Addiction Recovery Bulletin
SPEEDING TOWARDS OUR DEMISE –
April 27, 2021 – As the pills piled up, Jon DeLena was shaken. He’d lived through a spike in cocaine trafficking in Miami in the early 2000s and the dramatic rise in heroin and fentanyl use in New England in more recent years — the one that had left thousands dead because of overdoses.
But the veteran Drug Enforcement Administration (DEA) Special Agent in charge of the New England Field Office had never seen such a stark uptick as what he was seeing with methamphetamine use, and its ingenious delivery method: fake Adderall pills. These were piling up in seizures across a region that had not been known to have a significant methamphetamine-consuming population. “We’re seeing these pills,” he said, pointing to the replica Adderall on a table in front of him.
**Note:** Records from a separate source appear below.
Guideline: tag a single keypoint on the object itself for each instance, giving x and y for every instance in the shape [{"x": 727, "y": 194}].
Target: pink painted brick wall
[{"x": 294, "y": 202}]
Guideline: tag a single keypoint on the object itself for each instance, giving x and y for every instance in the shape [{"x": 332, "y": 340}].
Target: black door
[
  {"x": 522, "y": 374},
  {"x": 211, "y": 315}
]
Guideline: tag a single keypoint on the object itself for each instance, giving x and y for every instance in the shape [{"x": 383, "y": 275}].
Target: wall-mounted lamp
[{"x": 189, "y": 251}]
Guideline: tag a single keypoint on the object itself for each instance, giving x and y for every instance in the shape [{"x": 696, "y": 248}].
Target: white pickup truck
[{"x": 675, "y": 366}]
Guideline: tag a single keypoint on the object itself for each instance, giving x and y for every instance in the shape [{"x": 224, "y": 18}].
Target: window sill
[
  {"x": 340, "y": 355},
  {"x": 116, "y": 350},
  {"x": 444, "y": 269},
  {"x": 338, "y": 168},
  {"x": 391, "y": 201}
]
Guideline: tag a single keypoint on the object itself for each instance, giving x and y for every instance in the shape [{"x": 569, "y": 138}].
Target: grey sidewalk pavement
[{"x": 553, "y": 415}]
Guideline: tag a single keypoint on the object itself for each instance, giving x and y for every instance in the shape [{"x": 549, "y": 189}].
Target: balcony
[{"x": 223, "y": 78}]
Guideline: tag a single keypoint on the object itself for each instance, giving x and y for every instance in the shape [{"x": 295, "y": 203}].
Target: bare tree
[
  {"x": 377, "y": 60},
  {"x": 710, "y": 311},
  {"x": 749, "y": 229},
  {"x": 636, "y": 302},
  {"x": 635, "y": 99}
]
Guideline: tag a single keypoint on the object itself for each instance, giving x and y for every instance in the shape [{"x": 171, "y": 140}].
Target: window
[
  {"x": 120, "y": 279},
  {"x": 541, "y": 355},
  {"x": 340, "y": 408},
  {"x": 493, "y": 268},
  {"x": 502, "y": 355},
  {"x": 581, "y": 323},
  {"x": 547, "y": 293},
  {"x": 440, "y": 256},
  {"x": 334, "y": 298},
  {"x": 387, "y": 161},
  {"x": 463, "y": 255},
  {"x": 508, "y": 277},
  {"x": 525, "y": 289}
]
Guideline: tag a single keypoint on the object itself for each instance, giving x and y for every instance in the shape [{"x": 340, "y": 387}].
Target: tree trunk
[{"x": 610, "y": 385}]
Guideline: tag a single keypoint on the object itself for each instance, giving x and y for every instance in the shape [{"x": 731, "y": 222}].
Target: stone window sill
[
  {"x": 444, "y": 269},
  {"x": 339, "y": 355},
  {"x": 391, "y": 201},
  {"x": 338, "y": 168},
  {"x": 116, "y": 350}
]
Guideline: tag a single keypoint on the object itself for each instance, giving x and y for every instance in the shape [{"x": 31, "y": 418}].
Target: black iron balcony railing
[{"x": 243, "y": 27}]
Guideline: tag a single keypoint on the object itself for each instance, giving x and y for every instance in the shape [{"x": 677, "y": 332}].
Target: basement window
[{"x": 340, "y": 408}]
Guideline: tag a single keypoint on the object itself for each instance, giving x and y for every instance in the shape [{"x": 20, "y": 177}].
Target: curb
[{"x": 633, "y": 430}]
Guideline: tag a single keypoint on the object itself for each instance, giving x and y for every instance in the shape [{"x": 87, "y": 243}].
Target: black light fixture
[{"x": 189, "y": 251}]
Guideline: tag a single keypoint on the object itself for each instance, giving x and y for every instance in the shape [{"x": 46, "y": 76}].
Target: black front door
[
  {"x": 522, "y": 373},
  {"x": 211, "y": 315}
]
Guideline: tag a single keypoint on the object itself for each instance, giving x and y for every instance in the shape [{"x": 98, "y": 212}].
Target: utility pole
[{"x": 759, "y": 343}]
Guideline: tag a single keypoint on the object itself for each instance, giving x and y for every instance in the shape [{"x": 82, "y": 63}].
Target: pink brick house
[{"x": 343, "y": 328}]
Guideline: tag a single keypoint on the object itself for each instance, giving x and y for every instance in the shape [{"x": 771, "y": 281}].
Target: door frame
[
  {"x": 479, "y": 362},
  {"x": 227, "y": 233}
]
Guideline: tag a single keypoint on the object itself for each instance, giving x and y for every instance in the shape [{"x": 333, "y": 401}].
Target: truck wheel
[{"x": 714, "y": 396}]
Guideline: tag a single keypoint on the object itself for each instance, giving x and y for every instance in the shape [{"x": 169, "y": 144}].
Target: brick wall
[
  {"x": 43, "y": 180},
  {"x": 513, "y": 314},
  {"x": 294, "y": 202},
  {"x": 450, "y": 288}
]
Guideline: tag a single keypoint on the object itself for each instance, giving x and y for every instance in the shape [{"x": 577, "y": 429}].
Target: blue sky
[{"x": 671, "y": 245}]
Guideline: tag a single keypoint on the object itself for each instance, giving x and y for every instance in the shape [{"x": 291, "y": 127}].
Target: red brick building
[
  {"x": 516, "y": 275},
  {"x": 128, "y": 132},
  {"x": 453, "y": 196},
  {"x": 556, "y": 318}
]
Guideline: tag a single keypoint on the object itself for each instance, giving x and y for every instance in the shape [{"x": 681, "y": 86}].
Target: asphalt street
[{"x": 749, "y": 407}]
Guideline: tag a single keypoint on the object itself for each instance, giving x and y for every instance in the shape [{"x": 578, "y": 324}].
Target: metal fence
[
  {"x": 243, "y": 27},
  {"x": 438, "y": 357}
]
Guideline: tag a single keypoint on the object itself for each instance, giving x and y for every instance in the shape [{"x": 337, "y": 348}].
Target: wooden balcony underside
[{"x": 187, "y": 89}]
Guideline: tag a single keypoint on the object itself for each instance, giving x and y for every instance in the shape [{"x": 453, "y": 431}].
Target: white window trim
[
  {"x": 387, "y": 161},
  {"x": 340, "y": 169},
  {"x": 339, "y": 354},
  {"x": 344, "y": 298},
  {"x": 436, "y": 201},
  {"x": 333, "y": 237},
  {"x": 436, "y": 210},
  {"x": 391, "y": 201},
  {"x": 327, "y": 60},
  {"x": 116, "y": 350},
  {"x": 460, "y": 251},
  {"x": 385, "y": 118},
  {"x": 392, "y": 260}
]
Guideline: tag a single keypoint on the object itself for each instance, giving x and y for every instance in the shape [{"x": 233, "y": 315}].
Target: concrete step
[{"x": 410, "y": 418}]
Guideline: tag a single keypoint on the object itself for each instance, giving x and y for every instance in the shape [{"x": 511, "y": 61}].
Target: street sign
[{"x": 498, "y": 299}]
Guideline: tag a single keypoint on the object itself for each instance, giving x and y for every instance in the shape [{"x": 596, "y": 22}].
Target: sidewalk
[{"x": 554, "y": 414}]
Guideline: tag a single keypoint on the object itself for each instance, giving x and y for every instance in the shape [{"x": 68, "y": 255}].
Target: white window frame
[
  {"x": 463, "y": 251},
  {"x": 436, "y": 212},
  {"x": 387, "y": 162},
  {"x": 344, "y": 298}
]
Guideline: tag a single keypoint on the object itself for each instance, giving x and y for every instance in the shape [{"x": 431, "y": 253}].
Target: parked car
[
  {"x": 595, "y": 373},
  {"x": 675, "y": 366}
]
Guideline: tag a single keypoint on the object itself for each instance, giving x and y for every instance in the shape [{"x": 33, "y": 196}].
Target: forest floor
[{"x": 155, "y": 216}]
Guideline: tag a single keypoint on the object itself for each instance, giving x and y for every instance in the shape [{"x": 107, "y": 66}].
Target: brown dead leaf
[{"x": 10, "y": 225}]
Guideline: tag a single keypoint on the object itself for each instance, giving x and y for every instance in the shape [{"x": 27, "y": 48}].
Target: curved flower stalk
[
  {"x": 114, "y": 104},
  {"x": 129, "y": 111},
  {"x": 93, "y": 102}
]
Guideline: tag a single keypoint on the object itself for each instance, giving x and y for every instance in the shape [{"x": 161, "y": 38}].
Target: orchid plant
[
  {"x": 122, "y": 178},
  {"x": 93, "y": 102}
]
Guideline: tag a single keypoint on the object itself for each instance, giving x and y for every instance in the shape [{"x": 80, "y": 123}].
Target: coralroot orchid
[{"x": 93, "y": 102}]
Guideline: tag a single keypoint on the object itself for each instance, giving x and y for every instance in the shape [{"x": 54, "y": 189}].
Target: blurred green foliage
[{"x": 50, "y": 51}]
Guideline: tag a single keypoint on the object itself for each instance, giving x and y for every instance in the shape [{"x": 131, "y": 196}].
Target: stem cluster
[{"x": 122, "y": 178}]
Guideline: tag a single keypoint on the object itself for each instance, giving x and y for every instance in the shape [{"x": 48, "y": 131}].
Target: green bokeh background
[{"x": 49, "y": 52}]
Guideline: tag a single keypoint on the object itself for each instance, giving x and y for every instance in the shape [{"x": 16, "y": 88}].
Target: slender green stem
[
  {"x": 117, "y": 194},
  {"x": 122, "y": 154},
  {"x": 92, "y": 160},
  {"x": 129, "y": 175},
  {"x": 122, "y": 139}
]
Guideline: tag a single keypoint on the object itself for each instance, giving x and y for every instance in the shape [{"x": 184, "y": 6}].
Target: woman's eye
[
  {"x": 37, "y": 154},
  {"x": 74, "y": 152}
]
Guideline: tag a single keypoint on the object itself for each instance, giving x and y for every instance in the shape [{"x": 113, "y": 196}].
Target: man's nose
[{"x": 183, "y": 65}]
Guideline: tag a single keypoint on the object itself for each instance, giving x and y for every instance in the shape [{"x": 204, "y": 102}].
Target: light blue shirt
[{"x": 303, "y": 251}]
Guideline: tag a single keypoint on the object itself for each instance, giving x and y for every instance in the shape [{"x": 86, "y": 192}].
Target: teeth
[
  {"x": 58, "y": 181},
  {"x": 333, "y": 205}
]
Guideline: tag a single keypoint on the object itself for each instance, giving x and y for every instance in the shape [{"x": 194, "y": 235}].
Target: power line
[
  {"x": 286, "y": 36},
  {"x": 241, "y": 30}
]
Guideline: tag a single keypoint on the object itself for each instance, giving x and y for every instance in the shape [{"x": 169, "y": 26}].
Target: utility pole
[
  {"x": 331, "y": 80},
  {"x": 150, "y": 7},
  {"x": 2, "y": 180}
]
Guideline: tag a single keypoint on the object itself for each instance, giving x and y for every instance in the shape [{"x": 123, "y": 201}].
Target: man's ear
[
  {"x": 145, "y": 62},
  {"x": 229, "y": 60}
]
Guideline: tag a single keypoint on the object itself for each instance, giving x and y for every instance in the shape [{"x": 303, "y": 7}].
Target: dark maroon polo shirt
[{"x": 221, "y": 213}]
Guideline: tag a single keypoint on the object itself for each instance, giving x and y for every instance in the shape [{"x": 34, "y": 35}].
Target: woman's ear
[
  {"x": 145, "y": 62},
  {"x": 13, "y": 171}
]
“They’re showing up all over New England but specifically here in New Hampshire. In all four corners of the state, we’re seizing these pills. And they’re deadly, and we need to get the message out there.” It may be too late. The pills, while still concentrated in areas like New England and representing just a small percentage of methamphetamine consumption, are eerily reminiscent of how fentanyl exploded through the region, tearing through communities in the form of an array of falsified pharmaceuticals. Exact figures on drug use are difficult to obtain, experts say, since surveys of consumers belie the use of stigmatized drugs like methamphetamine. The drug is also heavily used in poorly surveyed rural areas. The US Department of Health and Human Services counted about two million people who took methamphetamine in 2019, roughly the same number as in 2015. RAND, however, estimated more than three million methamphetamine users in 2016, a 50 percent increase since 2006. Cocaine use, meanwhile, appears to have declined in recent years. RAND estimated there were just over two million cocaine users in 2016, down from nearly four million in 2006. And its survey tallied over two million heroin users, up about 30 percent since 2006, but still far below the number of methamphetamine users.